Their implementation is not trivial, but you may find libraries that already implement them for you. For instance this one
It basically splits several strings into shared prefixes and builds a tree.
So if you have the following list of strings:
* Car
* History
* House
* Horse
The tree looks like this:
|-- Car
|-- H
|-- istory
|-- o
|-- rse
|-- use
This is efficient because the more strings you have the more likely you are to find shared prefixes. Thus saving memory, as each shared prefix is only stored once for all the strings using it.
For instance if you want to insert another string into the tree, like "Cloud", the algorithm has to look up the shared prefix in the tree and the split the node and add the rest of the string. After that the tree is going to look like this:
|-- C
|-- ar
|-- loud
|-- H
|-- istory
|-- o
|-- rse
|-- use
Lookup takes O(k) time where k is the max length for a string. And the whole tree is sorted, so printing all the strings sorted means you just have to inspect the tree depth first
There are other algorithms you may consider if you don't find a good implementation for radix trees like Tries in general.

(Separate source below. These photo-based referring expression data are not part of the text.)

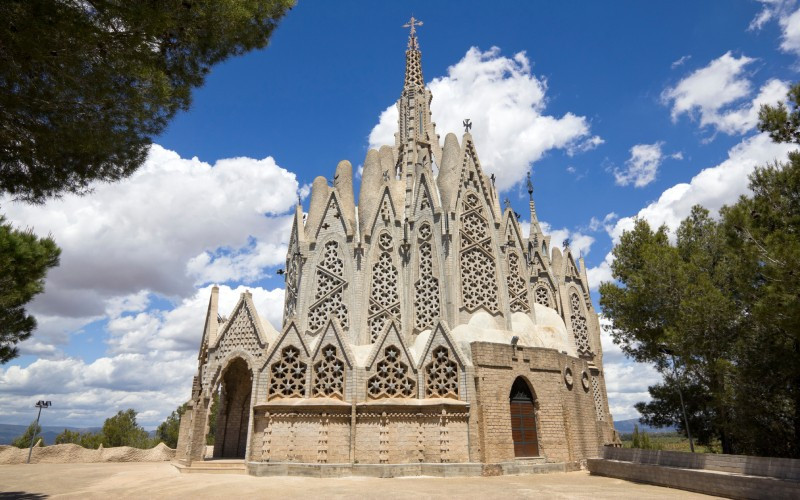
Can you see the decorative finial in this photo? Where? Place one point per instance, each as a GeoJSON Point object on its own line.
{"type": "Point", "coordinates": [413, 23]}
{"type": "Point", "coordinates": [530, 185]}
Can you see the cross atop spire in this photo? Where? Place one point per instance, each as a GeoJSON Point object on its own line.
{"type": "Point", "coordinates": [412, 23]}
{"type": "Point", "coordinates": [413, 56]}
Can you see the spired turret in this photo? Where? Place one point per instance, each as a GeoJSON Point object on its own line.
{"type": "Point", "coordinates": [425, 298]}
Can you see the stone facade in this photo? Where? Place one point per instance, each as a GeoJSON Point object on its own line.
{"type": "Point", "coordinates": [407, 319]}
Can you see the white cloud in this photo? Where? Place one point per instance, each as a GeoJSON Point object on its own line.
{"type": "Point", "coordinates": [600, 273]}
{"type": "Point", "coordinates": [712, 187]}
{"type": "Point", "coordinates": [718, 94]}
{"type": "Point", "coordinates": [788, 19]}
{"type": "Point", "coordinates": [580, 243]}
{"type": "Point", "coordinates": [173, 224]}
{"type": "Point", "coordinates": [680, 62]}
{"type": "Point", "coordinates": [641, 168]}
{"type": "Point", "coordinates": [140, 345]}
{"type": "Point", "coordinates": [506, 103]}
{"type": "Point", "coordinates": [626, 380]}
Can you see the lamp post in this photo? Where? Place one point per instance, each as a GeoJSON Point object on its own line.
{"type": "Point", "coordinates": [40, 405]}
{"type": "Point", "coordinates": [671, 354]}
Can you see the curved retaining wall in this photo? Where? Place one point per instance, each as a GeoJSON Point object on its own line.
{"type": "Point", "coordinates": [733, 476]}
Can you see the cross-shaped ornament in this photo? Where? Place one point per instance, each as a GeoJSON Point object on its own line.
{"type": "Point", "coordinates": [413, 23]}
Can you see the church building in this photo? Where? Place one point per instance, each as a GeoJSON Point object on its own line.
{"type": "Point", "coordinates": [420, 325]}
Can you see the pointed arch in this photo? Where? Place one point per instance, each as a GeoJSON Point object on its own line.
{"type": "Point", "coordinates": [329, 287]}
{"type": "Point", "coordinates": [522, 402]}
{"type": "Point", "coordinates": [580, 328]}
{"type": "Point", "coordinates": [427, 291]}
{"type": "Point", "coordinates": [384, 294]}
{"type": "Point", "coordinates": [477, 261]}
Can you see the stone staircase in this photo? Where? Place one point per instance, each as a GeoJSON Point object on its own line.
{"type": "Point", "coordinates": [217, 466]}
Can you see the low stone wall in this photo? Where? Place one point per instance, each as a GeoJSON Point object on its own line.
{"type": "Point", "coordinates": [72, 453]}
{"type": "Point", "coordinates": [781, 468]}
{"type": "Point", "coordinates": [733, 476]}
{"type": "Point", "coordinates": [401, 470]}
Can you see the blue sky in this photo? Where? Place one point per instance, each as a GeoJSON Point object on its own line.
{"type": "Point", "coordinates": [619, 108]}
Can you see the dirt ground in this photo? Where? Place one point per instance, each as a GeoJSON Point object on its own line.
{"type": "Point", "coordinates": [162, 480]}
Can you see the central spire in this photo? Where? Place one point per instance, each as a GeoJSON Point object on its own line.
{"type": "Point", "coordinates": [413, 56]}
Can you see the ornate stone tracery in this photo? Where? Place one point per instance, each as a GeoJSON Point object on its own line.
{"type": "Point", "coordinates": [391, 379]}
{"type": "Point", "coordinates": [288, 375]}
{"type": "Point", "coordinates": [329, 374]}
{"type": "Point", "coordinates": [579, 327]}
{"type": "Point", "coordinates": [426, 289]}
{"type": "Point", "coordinates": [329, 293]}
{"type": "Point", "coordinates": [517, 286]}
{"type": "Point", "coordinates": [543, 295]}
{"type": "Point", "coordinates": [441, 375]}
{"type": "Point", "coordinates": [478, 269]}
{"type": "Point", "coordinates": [384, 299]}
{"type": "Point", "coordinates": [598, 399]}
{"type": "Point", "coordinates": [292, 265]}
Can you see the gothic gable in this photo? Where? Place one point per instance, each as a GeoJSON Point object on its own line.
{"type": "Point", "coordinates": [441, 365]}
{"type": "Point", "coordinates": [386, 214]}
{"type": "Point", "coordinates": [333, 222]}
{"type": "Point", "coordinates": [331, 360]}
{"type": "Point", "coordinates": [329, 288]}
{"type": "Point", "coordinates": [384, 290]}
{"type": "Point", "coordinates": [424, 201]}
{"type": "Point", "coordinates": [390, 337]}
{"type": "Point", "coordinates": [426, 287]}
{"type": "Point", "coordinates": [477, 259]}
{"type": "Point", "coordinates": [241, 332]}
{"type": "Point", "coordinates": [390, 368]}
{"type": "Point", "coordinates": [472, 178]}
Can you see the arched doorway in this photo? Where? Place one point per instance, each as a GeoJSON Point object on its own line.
{"type": "Point", "coordinates": [233, 417]}
{"type": "Point", "coordinates": [523, 420]}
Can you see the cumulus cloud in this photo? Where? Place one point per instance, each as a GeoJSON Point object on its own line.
{"type": "Point", "coordinates": [626, 380]}
{"type": "Point", "coordinates": [140, 344]}
{"type": "Point", "coordinates": [506, 103]}
{"type": "Point", "coordinates": [641, 168]}
{"type": "Point", "coordinates": [580, 243]}
{"type": "Point", "coordinates": [718, 93]}
{"type": "Point", "coordinates": [174, 224]}
{"type": "Point", "coordinates": [788, 17]}
{"type": "Point", "coordinates": [712, 187]}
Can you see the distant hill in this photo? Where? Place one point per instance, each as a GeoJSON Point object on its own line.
{"type": "Point", "coordinates": [626, 426]}
{"type": "Point", "coordinates": [8, 432]}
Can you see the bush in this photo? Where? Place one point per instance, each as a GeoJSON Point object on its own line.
{"type": "Point", "coordinates": [24, 440]}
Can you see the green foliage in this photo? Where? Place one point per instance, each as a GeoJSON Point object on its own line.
{"type": "Point", "coordinates": [68, 436]}
{"type": "Point", "coordinates": [782, 123]}
{"type": "Point", "coordinates": [167, 431]}
{"type": "Point", "coordinates": [122, 430]}
{"type": "Point", "coordinates": [24, 261]}
{"type": "Point", "coordinates": [24, 441]}
{"type": "Point", "coordinates": [642, 441]}
{"type": "Point", "coordinates": [85, 85]}
{"type": "Point", "coordinates": [670, 441]}
{"type": "Point", "coordinates": [724, 298]}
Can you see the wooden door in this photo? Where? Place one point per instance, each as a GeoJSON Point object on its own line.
{"type": "Point", "coordinates": [523, 421]}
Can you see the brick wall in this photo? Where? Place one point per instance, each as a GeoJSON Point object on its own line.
{"type": "Point", "coordinates": [566, 419]}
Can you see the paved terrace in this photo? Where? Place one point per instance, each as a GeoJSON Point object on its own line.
{"type": "Point", "coordinates": [162, 480]}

CodePudding user response:
Tries and radix trees are both reasonable choices here. A slightly less efficient but nonetheless solid choice here would be to use some sort of set based on balanced binary search trees (say, a red/black tree). This would naturally store the elements in sorted order and supports fairly quick insertions and deletions. They’re a bit slower than hash tables, but are a great choice if you need to access or manipulate the data in sorted order.